ここ最近、カロリーゼロを前面にうちだしている商品をよく見かける。とくに飲料などでは本当によく目につく。
 実際はどうだか知らないが、ぼくはカロリーゼロの方がかえって健康によくないように思えてしまう。どうしてもそこに人工的なイメージがまつわりついてしまい、そういった不自然さはけっきょく身体に悪い影響を与える、と、なぜか何の根拠もなくそう考えてしまうのだ。
 それにしてもカロリーゼロが商品のセールスコピーになるだなんて、あらためて現代が飽食の時代であることを思い知らされる。

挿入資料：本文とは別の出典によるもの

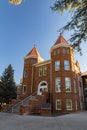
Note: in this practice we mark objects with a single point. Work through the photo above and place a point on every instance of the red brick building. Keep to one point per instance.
(59, 76)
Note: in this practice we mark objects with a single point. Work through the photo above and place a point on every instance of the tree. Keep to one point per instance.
(8, 85)
(78, 22)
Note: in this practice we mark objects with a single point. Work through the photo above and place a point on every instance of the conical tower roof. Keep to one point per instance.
(60, 39)
(34, 53)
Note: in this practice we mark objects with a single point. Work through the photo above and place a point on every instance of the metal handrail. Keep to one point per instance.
(21, 102)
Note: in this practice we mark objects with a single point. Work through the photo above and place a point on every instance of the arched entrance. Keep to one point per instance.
(42, 87)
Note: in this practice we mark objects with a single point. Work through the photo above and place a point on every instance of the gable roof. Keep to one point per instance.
(34, 53)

 しかしそういうぼくにしたって、食べ物なんて喉を通れば何でもいいというわけではない。逆に、どちらかといえばブランド志向の強い方ではないかと思う。
 たとえばコーラとかコーヒーとかカップ麺とか、いかにも量販店で取り扱っていそうな、安いことはたしかだが、それと同じたしかさで怪しい、ああいったものをみずから買う気にはとてもなれそうにないのである。

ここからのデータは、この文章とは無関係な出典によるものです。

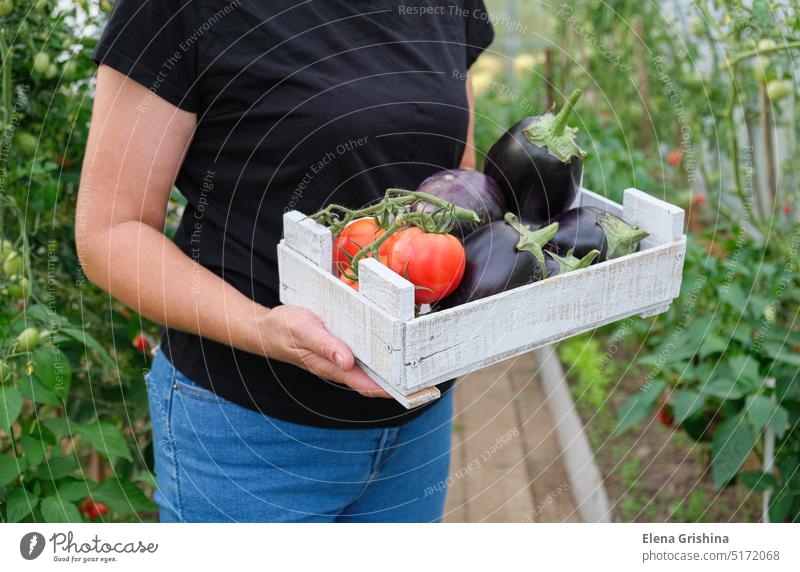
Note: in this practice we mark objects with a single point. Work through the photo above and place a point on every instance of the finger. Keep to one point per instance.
(316, 338)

 「お米に金を惜しむべきではない」とSさんが語っていたのを思い出す。つまり、何をどのように倹約するにせよ、そこのランクだけは下げてはならない、そういった固守すべき生活の最低限の領域というものがあるという話だ。



 試験は課題図書のなかから多く出題されたらしい。Kさんはかなり手応えがあったようだ。何でももともと自己流の読書術を身につけていることで、内容をインプットすることが得意であるらしい。
 一方、漫然と字面を追ってばかりいる、ぼくのような読書法は、健忘症をうながすことはあっても、そのほかに利点はなさそうである。